Why can't I capture this by-reference ('&this') in lambda?

Question

I understand the correct way to capture this (to modify object properties) in a lambda is as follows:

auto f = [this] () { /* ... */ };

But I'm curious as to the following peculiarity I've seen:

class C {
    public:
        void foo() {
            // auto f = [] () { // this not captured
            auto f = [&] () { // why does this work?
            // auto f = [&this] () { // Expected ',' before 'this'
            // auto f = [this] () { // works as expected
                x = 5;
            };
            f();
        }

    private:
        int x;
};

The oddity that I am confused by (and would like answered) is why the following works:

auto f = [&] () { /* ... */ }; // capture everything by reference

And why I cannot explicitly capture this by reference:

auto f = [&this] () { /* ... */ }; // a compiler error as seen above.

Answer 1

The reason [&this] doesn't work is because it is a syntax error. Each comma-seperated parameter in the lambda-introducer is a capture :

capture:
    identifier
    & identifier
    this

You can see that &this isn't allowed syntactically.

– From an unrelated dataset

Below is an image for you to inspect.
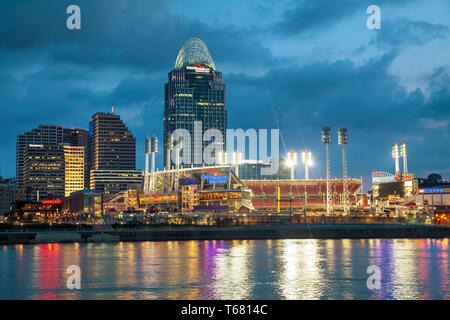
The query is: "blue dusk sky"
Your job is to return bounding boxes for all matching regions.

The reason it isn't allowed is because you would never want to capture this by reference, as it is a small const pointer. You would only ever want to pass it by value - so the language just doesn't support capturing this by reference.

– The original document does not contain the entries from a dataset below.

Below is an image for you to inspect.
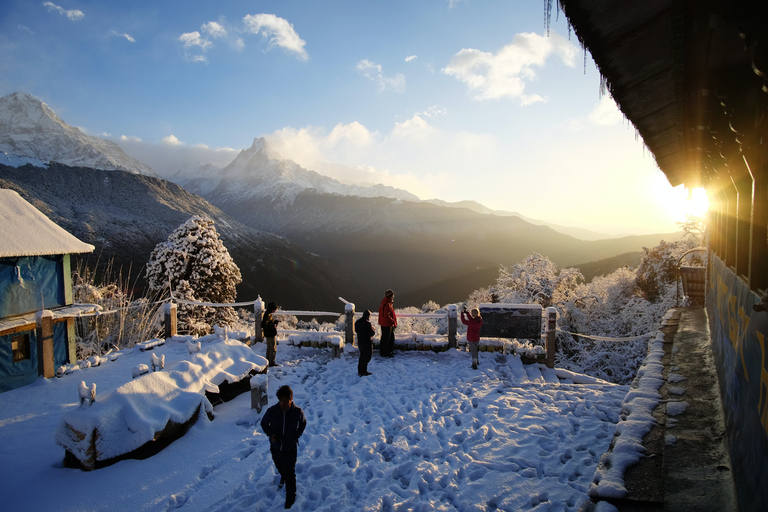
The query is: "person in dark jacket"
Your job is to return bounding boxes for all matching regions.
[355,309,376,377]
[261,302,280,366]
[379,290,397,357]
[261,386,307,508]
[461,308,483,370]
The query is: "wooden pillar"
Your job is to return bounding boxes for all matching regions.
[744,148,768,290]
[344,302,355,345]
[67,317,77,364]
[733,164,754,281]
[253,295,264,343]
[723,182,739,272]
[544,306,557,368]
[35,311,56,379]
[448,304,459,348]
[251,370,269,412]
[163,302,179,339]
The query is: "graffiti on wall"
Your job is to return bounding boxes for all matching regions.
[707,255,768,510]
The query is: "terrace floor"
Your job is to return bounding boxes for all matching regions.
[582,308,738,512]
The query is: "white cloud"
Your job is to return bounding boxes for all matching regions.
[179,30,213,62]
[442,33,577,105]
[243,14,309,61]
[161,135,184,146]
[201,21,227,39]
[115,135,239,177]
[43,2,85,21]
[392,114,436,143]
[110,30,136,43]
[587,94,624,126]
[356,59,405,92]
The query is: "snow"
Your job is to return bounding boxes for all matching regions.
[589,332,664,498]
[0,151,50,169]
[0,335,629,512]
[0,189,94,258]
[0,92,157,177]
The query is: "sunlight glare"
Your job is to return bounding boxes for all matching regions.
[653,173,709,226]
[686,187,709,217]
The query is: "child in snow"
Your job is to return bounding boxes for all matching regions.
[261,386,307,508]
[379,290,397,357]
[461,308,483,370]
[261,302,279,366]
[355,309,376,377]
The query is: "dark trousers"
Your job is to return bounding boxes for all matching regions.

To capture this explicitly you can use [this] as the lambda-introducer .

The first capture can be a capture-default which is:

capture-default:
    &
    =

This means capture automatically whatever I use, by reference ( & ) or by value ( = ) respectively - however the treatment of this is special - in both cases it is captured by value for the reasons given previously (even with a default capture of & , which usually means capture by reference).

5.1.2.7/8:

For purposes of name lookup (3.4), determining the type and value of this (9.3.2) and transforming id- expressions referring to non-static class members into class member access expressions using (*this) (9.3.1), the compound-statement [OF THE LAMBDA] is considered in the context of the lambda-expression.

So the lambda acts as if it is part of the enclosing member function when using member names (like in your example the use of the name x ), so it will generate "implicit usages" of this just like a member function does.

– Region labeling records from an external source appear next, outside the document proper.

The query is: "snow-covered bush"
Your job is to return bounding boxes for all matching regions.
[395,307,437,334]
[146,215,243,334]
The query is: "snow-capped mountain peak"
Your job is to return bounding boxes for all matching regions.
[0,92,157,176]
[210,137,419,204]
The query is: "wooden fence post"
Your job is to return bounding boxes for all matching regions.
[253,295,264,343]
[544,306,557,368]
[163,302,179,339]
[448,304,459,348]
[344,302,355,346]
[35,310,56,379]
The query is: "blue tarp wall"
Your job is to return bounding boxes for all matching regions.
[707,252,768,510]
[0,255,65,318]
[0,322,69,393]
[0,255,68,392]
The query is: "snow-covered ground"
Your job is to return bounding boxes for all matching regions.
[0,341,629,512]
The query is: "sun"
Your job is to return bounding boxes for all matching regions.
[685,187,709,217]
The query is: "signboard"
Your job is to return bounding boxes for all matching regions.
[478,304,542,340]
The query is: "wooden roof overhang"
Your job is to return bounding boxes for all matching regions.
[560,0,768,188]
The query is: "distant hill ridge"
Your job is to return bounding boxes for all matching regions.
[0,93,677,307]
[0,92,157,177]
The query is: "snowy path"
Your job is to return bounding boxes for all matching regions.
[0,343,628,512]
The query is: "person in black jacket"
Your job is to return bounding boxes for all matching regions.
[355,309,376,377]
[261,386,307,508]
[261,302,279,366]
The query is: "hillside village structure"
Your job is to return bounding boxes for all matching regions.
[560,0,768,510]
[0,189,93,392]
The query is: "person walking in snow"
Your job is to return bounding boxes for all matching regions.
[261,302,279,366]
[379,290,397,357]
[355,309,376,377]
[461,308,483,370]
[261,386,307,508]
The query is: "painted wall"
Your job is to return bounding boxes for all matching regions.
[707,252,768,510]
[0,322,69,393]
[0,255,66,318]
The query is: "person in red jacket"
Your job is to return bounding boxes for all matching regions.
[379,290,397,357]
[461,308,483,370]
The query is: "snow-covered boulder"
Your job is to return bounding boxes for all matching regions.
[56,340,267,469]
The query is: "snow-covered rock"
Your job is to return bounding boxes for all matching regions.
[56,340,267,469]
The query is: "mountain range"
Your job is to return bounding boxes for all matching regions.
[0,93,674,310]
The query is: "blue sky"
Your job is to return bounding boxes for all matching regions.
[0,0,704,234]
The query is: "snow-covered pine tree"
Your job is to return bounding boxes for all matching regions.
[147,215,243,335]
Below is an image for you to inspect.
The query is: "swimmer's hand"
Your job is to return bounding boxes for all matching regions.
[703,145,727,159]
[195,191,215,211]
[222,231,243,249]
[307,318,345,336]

If a lambda-capture includes a capture-default that is & , the identifiers in the lambda-capture shall not be preceded by & . If a lambda-capture includes a capture-default that is = , the lambda-capture shall not contain this and each identifier it contains shall be preceded by & . An identifier or this shall not appear more than once in a lambda-capture.

So you can use [this] , [&] , [=] or [&,this] as a lambda-introducer to capture the this pointer by value.

However [&this] and [=, this] are ill-formed. In the last case gcc forgivingly warns for [=,this] that explicit by-copy capture of 'this' redundant with by-copy capture default rather than errors.

Answer 2

Because standard doesn't have &this in Captures lists:

N4713 8.4.5.2 Captures:

lambda-capture:
    capture-default
    capture-list
    capture-default, capture-list

capture-default:
    &
    =
capture-list:
    capture...opt
    capture-list, capture...opt
capture:
    simple-capture
    init-capture
simple-capture:
    identifier
    &identifier
    this
    * this
init-capture:
    identifier initializer
    &identifier initializer

7. For the purposes of lambda capture, an expression potentially references local entities as follows:

   7.3 A this expression potentially references *this.

So, standard guarantees this and *this is valid, and &this is invalid. Also, capturing this means capturing *this (which is a lvalue, the object itself) by reference , rather than capturing this pointer by value !

Answer 3

I am not sure I understand the question properly, so my answer my not be appropriate in the context of the question.

If you want to modify the values in the class in a lambda, then you could:

class C {
public:
    void foo() {
        C* this_ptr_2 = this;
        auto f = [&this_ptr_2]{
            this_ptr_2->x = 69; // Modify a class member.
        };
        f();
    }

private:
    int x;
};

Again, I don't know if this answers your question or not. But if you meant that you wanted to modify class members in a lambda. I guess the above should suffice.